The history of the Mordovian tribes can be traced back to the 1st millennium BC. The Mordovian people historically developed on the territory of the Oka-Volga interfluve, in the forest-steppe zone, rich in forests and rivers, with a temperate continental climate. The main habitat for the Mordovian people was the forest, it supplied both building material and food and clothing, served as a safe haven from enemies. A healthy climate and lifestyle, fertile land and the benefits of the forest contributed to the formation of a healthy, physically fit population.

Mordovian land at all times was relatively densely populated. In addition to the Mordovians, other peoples also lived here, influencing the formation of its culture and economy. These were Tatars, Chuvashs, Russians, Mordovians and Huns, and Bulgarians, Khazars, Pechenegs, Polovtsy, Mongols invaded the land.

The Mordovian epic is permeated with motifs of the common destinies of Erzi and Moksha, the inseparability of their economic and spiritual life.

Being carriers of a high agricultural culture, the Mordovians associated many pagan religious rites with agriculture. Before the start of all agricultural work, prayers were held, the Mordovians believed in good and evil spirits, and worshiped the gods of fertility.

After separation from the Finno-Volgian proto-language, a single Mordovian language functioned for at least one and a half thousand years.
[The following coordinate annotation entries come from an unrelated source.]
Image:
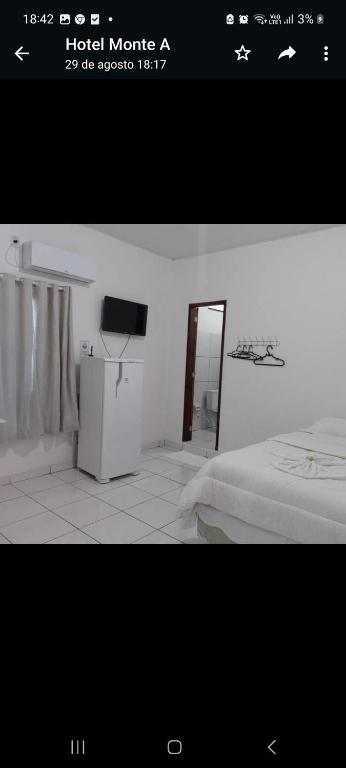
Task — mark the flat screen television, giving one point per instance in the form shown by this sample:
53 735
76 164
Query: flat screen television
119 316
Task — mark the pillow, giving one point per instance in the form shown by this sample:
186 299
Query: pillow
330 426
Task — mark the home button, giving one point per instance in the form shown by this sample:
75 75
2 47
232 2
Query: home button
174 747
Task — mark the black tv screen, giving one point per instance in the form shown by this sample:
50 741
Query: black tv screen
119 316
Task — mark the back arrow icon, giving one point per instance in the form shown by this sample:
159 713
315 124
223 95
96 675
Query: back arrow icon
19 53
270 746
287 52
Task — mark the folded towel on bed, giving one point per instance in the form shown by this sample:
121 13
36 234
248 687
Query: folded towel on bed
310 465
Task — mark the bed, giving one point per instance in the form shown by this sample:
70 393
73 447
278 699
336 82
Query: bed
288 489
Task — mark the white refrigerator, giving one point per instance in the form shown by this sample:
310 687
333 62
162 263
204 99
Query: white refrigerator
109 442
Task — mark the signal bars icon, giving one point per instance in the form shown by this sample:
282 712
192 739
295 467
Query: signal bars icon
77 747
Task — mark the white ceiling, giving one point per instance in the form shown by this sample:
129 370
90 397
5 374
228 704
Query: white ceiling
179 241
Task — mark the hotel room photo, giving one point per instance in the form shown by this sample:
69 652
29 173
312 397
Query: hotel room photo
172 384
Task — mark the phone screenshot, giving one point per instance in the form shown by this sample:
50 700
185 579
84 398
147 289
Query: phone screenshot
151 40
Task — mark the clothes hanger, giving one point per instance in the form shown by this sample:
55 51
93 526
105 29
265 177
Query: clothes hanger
243 352
269 358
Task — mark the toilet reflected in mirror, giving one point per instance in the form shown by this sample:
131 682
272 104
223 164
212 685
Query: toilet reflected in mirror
203 374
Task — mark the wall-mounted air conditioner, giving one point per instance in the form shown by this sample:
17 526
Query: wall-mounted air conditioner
37 257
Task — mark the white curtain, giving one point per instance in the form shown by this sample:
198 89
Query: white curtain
37 369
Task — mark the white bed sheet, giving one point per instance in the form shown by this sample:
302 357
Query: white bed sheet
236 530
243 484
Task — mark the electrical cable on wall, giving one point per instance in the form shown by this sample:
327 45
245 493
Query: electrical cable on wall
104 344
125 346
15 246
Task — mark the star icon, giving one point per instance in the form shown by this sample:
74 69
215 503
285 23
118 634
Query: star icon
242 53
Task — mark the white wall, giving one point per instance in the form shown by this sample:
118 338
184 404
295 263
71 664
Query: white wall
123 271
294 289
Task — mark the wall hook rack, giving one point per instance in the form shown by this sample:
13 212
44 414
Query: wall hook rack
245 350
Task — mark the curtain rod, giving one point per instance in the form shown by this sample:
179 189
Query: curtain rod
35 282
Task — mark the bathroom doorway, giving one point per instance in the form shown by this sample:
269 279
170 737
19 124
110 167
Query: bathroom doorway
203 376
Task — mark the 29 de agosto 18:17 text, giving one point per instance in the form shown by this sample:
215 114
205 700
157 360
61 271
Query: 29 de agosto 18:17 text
118 45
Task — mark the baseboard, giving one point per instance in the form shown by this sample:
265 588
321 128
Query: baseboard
155 444
18 476
172 444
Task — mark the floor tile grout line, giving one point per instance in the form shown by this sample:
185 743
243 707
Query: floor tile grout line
150 534
90 495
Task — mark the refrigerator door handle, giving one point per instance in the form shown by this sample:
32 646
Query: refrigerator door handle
119 379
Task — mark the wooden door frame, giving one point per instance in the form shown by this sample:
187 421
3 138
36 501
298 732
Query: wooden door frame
190 367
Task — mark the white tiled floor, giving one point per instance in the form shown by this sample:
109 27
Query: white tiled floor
70 507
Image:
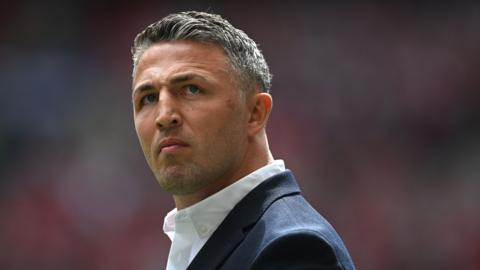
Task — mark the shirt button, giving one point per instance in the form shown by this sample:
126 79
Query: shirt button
181 215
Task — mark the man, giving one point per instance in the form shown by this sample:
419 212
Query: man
201 103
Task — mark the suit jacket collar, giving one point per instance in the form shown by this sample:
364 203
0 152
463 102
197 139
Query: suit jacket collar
242 217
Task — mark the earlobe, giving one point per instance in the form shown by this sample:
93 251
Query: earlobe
261 107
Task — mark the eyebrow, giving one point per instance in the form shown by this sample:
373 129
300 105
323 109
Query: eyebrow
180 78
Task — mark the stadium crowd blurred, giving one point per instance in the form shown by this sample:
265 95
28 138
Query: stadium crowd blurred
377 111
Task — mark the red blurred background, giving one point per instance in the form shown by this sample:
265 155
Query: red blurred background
376 112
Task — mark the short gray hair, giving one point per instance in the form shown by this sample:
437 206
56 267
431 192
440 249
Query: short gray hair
241 50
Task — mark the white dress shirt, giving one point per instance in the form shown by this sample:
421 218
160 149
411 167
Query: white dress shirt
190 228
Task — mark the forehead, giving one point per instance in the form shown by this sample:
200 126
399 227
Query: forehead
171 55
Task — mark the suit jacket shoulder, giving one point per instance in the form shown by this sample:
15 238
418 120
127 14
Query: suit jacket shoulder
274 227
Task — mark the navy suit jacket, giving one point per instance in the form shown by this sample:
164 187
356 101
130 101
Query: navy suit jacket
273 227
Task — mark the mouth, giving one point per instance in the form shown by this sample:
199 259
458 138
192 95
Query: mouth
170 146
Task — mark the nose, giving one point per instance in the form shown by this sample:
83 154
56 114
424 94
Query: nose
168 116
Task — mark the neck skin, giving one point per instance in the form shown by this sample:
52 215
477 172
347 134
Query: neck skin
256 157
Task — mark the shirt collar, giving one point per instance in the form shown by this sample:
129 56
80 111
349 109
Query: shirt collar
207 214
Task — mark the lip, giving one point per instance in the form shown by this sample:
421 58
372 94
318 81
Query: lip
169 145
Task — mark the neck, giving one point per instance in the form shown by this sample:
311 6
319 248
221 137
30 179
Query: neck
258 156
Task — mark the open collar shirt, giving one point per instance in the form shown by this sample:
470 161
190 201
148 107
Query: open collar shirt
191 227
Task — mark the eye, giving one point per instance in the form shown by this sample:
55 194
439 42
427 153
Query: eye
149 98
192 89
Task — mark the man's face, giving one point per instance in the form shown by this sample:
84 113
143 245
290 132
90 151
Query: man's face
190 116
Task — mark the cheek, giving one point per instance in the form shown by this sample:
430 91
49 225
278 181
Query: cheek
145 132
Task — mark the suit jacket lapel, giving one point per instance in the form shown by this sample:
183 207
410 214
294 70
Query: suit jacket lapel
242 217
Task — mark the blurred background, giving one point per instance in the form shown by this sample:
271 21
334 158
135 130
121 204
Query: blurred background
376 111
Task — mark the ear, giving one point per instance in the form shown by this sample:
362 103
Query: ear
260 108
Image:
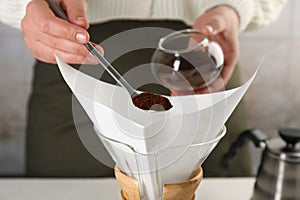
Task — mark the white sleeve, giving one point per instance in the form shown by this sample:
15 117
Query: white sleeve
253 13
12 12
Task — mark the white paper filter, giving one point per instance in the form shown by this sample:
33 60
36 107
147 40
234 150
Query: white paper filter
161 138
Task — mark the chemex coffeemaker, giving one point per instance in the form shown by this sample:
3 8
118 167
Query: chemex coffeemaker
278 177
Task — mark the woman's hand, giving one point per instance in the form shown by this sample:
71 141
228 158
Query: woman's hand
46 35
221 24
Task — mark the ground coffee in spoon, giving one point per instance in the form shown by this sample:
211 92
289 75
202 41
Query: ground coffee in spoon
149 101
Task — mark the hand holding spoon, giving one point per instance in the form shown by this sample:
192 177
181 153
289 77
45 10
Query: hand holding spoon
146 101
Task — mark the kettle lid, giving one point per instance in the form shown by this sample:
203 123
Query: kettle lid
286 147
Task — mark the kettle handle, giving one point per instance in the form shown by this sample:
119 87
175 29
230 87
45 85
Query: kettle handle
255 135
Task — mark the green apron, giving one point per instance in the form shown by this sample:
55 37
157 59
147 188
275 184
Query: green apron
53 147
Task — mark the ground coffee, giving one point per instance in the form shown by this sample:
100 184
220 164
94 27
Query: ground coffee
149 101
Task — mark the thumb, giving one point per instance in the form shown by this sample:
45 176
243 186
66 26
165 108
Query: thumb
76 11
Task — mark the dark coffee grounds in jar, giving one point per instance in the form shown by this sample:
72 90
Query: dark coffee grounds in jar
149 101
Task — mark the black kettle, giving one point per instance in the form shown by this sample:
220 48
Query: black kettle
278 177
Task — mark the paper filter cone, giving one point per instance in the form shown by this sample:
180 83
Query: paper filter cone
176 191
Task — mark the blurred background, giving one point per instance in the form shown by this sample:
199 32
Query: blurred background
272 102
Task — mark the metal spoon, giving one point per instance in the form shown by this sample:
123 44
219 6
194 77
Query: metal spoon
104 63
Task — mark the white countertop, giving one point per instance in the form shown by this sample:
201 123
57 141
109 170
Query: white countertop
108 189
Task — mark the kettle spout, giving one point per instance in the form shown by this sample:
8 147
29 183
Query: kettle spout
254 135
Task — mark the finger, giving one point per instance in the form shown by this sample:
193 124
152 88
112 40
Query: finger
56 42
213 25
76 11
46 54
48 23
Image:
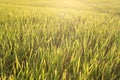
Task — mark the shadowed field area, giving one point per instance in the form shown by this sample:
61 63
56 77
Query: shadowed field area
60 40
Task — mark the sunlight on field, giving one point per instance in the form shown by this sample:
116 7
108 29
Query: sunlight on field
59 40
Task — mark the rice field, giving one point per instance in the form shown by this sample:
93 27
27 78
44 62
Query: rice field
60 40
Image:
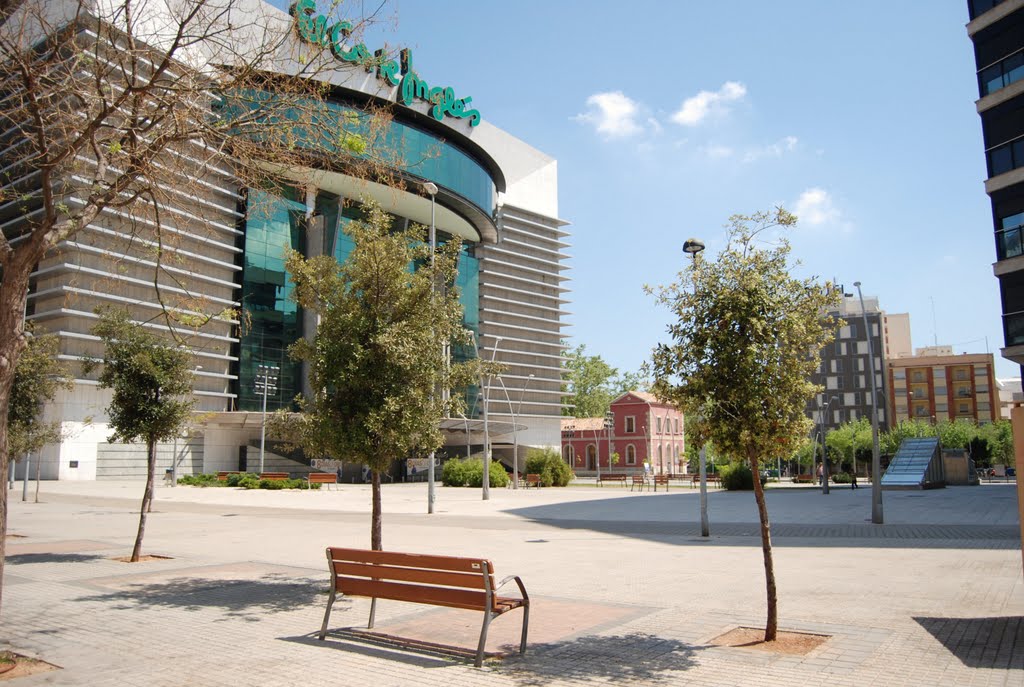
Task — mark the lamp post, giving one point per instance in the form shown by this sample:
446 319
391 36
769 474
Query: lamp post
877 516
693 247
824 446
267 378
432 190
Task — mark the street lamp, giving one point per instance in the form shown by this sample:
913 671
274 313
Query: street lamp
876 464
824 445
267 378
693 247
432 190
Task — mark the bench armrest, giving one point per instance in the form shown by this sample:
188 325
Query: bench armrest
518 582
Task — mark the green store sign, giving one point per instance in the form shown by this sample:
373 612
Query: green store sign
315 31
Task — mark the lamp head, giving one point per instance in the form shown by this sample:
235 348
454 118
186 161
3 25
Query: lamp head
693 246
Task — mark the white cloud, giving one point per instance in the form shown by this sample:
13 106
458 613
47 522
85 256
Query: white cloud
613 115
776 149
815 207
694 110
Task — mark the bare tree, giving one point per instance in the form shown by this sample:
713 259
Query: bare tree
121 121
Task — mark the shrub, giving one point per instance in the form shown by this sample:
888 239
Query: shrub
737 477
549 465
209 479
469 472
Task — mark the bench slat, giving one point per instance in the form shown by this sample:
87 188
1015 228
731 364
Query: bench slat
442 577
423 561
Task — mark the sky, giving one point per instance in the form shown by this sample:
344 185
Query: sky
667 118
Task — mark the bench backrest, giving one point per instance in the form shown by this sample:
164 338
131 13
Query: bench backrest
439 581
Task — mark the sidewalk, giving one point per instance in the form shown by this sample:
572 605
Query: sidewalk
625 590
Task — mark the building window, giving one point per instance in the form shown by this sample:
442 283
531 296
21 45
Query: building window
1001 74
1006 158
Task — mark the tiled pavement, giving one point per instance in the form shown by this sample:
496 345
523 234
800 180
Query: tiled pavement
626 592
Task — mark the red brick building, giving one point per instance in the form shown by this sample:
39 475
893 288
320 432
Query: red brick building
644 430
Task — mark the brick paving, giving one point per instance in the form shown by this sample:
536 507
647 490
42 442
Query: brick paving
626 591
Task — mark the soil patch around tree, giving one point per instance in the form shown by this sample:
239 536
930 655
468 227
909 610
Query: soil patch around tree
790 643
15 666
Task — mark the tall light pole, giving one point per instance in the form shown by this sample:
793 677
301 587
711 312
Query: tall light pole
432 190
267 377
877 516
693 247
824 446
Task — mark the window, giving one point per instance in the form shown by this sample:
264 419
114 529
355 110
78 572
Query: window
1001 74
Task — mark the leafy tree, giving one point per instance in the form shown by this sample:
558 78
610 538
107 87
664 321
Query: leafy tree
743 345
377 360
40 374
152 381
103 98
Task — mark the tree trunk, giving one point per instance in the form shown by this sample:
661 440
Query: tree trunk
39 470
13 291
375 517
771 624
151 467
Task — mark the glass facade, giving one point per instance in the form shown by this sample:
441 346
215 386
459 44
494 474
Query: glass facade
275 222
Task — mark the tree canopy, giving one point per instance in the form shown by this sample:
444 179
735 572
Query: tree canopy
743 342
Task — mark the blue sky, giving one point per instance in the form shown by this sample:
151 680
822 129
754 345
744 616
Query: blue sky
667 118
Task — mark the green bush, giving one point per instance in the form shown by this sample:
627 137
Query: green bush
470 473
549 465
201 480
737 477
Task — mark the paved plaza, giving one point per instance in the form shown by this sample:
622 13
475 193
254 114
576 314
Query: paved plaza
625 591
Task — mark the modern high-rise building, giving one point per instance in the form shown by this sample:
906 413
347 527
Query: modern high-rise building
844 372
996 28
496 192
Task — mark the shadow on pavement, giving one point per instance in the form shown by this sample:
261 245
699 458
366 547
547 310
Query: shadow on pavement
636 517
245 599
19 559
633 658
980 642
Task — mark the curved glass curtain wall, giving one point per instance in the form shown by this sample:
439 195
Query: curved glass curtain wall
275 222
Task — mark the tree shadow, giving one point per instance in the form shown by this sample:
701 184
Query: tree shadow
239 599
27 559
636 657
980 642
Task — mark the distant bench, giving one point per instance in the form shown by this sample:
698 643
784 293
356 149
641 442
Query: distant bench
322 478
437 581
611 477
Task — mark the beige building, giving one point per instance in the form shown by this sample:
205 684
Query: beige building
943 387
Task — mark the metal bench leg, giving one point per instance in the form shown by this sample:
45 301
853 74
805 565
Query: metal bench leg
483 639
525 628
327 614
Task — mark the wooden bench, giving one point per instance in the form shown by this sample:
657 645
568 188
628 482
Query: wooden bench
611 477
712 478
437 581
322 478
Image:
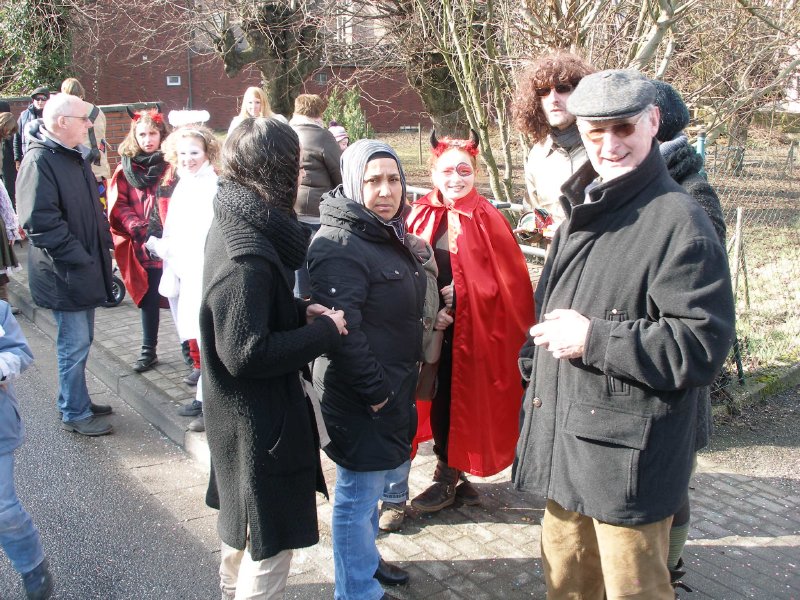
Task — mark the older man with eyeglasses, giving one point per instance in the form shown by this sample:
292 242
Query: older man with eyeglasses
635 317
69 264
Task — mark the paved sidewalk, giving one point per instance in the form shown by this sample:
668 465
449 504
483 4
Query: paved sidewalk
744 541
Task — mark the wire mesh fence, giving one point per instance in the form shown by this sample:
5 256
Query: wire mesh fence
759 189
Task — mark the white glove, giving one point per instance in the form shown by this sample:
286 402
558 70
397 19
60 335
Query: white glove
9 366
152 244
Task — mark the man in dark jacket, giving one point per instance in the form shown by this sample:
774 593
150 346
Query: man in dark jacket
69 262
636 316
39 98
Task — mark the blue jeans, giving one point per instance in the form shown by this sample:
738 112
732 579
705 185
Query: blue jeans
18 535
355 527
73 340
395 486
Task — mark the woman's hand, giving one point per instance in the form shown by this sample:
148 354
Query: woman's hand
337 316
443 319
447 293
315 310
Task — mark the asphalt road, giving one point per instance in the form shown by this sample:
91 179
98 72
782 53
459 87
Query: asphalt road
119 515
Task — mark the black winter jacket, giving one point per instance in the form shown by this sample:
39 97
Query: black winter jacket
69 261
684 164
20 142
358 264
255 341
611 434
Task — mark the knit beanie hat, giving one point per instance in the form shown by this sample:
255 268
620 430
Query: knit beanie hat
354 162
42 90
339 132
674 114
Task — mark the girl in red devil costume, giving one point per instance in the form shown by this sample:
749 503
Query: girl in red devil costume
132 194
487 309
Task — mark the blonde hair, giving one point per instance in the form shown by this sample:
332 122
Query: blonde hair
72 87
210 143
266 109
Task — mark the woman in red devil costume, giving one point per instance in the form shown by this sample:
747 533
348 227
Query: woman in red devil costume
487 308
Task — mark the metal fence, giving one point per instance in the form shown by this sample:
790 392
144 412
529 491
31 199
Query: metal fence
759 190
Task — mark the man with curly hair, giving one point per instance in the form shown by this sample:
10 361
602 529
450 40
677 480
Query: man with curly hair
540 111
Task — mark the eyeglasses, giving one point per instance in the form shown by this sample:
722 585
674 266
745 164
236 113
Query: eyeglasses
560 88
461 169
620 130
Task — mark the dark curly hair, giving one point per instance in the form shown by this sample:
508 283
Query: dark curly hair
546 71
264 155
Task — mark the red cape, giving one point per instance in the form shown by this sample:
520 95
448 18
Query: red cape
133 274
494 311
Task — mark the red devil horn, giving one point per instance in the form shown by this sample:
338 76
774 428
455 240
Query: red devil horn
473 137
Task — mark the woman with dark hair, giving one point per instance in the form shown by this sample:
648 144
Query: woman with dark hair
362 261
256 339
132 194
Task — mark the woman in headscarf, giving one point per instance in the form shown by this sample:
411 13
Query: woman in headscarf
361 261
255 340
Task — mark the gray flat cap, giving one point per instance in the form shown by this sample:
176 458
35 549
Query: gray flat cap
612 94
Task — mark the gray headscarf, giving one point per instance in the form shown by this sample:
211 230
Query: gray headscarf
354 162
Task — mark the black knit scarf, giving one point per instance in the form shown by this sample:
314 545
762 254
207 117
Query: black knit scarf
566 138
287 236
144 170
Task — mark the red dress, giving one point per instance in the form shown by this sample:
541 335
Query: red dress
494 311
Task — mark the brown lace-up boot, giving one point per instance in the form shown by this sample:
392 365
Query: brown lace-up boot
443 491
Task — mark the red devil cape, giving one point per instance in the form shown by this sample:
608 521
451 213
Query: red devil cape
494 310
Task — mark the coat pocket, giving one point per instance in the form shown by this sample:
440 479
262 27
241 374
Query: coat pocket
612 442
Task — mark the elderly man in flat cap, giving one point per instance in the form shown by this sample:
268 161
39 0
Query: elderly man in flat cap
635 317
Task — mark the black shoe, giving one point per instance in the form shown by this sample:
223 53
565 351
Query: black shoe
38 583
193 377
91 426
98 410
147 360
187 357
192 409
389 574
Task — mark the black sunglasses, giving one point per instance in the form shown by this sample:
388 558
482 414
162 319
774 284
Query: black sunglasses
560 88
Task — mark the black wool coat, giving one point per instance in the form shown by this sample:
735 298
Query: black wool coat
69 263
254 342
358 264
611 434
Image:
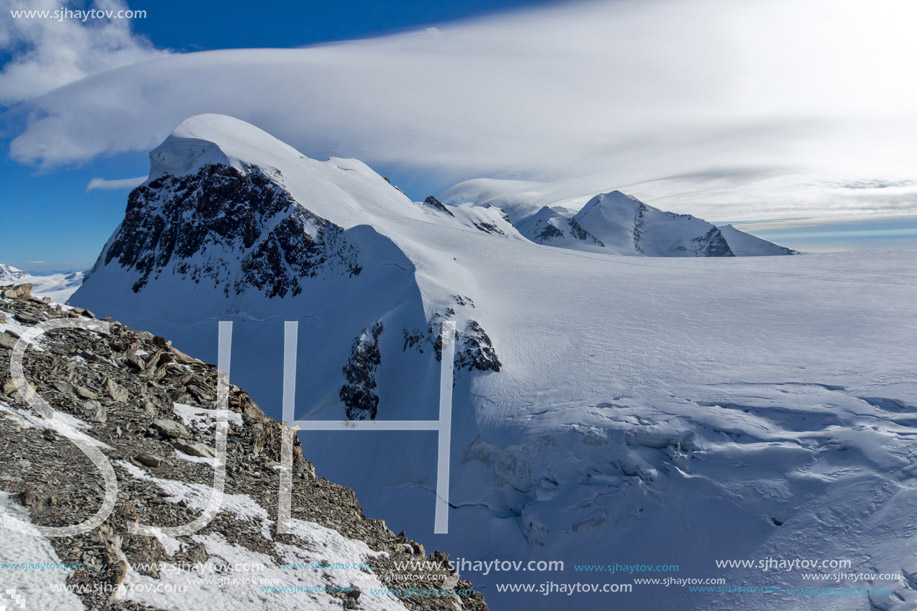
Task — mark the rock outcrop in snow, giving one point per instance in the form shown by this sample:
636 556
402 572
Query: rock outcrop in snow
153 412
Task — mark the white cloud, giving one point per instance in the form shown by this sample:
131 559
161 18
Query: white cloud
114 185
54 51
724 109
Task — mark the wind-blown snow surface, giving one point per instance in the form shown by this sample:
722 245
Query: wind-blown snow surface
58 287
645 410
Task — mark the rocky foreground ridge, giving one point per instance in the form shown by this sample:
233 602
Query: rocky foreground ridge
149 408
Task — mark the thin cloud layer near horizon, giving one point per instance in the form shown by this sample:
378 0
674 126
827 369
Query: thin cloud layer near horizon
730 111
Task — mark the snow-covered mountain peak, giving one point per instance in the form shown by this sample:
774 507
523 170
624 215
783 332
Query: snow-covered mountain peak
9 274
209 139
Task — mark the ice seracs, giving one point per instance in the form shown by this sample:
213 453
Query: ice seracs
677 405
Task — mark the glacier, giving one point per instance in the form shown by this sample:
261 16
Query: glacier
607 408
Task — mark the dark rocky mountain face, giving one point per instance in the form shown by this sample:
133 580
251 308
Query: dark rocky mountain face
124 385
197 226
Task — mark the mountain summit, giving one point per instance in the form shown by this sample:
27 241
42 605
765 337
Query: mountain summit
600 401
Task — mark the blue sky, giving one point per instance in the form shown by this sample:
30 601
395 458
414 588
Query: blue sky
686 104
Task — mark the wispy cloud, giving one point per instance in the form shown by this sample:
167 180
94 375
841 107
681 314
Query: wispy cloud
50 52
114 185
729 110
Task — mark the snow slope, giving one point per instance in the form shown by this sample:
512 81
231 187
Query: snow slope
746 245
606 408
57 287
608 222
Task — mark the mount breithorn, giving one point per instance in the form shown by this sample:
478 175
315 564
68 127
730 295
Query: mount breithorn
663 409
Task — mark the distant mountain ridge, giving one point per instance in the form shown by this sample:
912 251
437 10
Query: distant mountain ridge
617 223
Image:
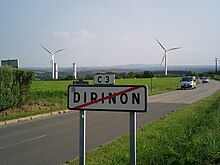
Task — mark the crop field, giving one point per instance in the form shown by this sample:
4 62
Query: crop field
47 96
189 135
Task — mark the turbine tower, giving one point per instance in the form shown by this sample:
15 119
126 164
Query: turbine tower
52 59
165 55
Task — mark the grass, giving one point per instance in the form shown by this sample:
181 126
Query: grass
187 136
47 96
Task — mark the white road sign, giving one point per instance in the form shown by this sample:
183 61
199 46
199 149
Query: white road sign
105 79
129 98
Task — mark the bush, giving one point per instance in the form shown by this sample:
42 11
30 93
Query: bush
14 86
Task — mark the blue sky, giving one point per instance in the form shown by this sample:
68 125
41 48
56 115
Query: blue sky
106 33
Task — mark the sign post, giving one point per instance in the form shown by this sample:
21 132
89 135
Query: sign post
133 126
82 137
125 98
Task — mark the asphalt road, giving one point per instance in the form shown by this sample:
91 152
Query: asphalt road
53 140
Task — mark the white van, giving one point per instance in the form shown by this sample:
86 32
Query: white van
188 82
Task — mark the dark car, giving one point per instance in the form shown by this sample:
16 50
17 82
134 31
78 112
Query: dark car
205 80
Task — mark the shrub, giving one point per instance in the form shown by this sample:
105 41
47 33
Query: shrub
14 86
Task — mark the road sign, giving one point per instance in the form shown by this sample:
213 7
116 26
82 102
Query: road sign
128 98
105 79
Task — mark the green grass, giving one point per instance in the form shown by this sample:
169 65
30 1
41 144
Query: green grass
47 96
187 136
217 78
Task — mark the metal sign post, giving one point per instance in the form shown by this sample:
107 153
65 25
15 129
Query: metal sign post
82 130
133 125
104 96
82 137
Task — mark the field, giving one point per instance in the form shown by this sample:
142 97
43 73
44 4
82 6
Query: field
47 96
188 136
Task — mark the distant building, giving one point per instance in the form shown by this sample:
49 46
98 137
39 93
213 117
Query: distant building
14 63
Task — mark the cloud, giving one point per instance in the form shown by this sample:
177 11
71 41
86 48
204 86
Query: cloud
78 36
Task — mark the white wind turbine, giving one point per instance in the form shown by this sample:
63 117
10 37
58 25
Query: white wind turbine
52 58
165 55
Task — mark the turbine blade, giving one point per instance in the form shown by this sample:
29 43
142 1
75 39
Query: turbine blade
174 48
47 50
59 50
160 44
163 58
The Mordovian language has acquired many borrowings over its history of development, but has retained its foundation. The language belongs to the Volga branch of the Finno-Ugric group of the Ural family. After separation from the Finno-Volga proto-language, a single Mordovian language functioned for at least one and a half thousand years. From the second half of the 1st millennium AD. territorial dialects began to form in it, two of which - Erzya and Moksha - became languages.

By the beginning of the 20th century, the area of ​​the Mordovian people covered the whole of Russia. Mordovian settlements were noted in Iran and Turkey, but most lived in the Nizhny Novgorod, Tambov, Penza, Simbirsk, Saratov and Samara provinces. At this time, most representatives of the Mordovians from paganism switched to Orthodoxy.

And of course, all historians agreed that the most characteristic features of the Mordovians, the so-called national qualities, are stubbornness, shyness, not prudence and low communication skills.

The whole of Russia is reflected in the portrait of Mordovia, where about 900 thousand people live today. "Shumbrat!" - this is how guests have been welcomed on the Mordovian land for many centuries in a row. Shumbrat, we welcome guests!

The history of the Mordovian tribes can be traced back to the 1st millennium BC.

At the end of the 14th century, the process of entering the Mordovian lands into the Moscow principality began.

From the second half of the 1st millennium AD. territorial dialects began to form in it, two of which - Erzya and Moksha - became languages.

By the beginning of the 20th century, the area of ​​the Mordovian people covered the whole of Russia. All of Russia was reflected in the portrait of Mordovia, in which about 900 thousand people live today.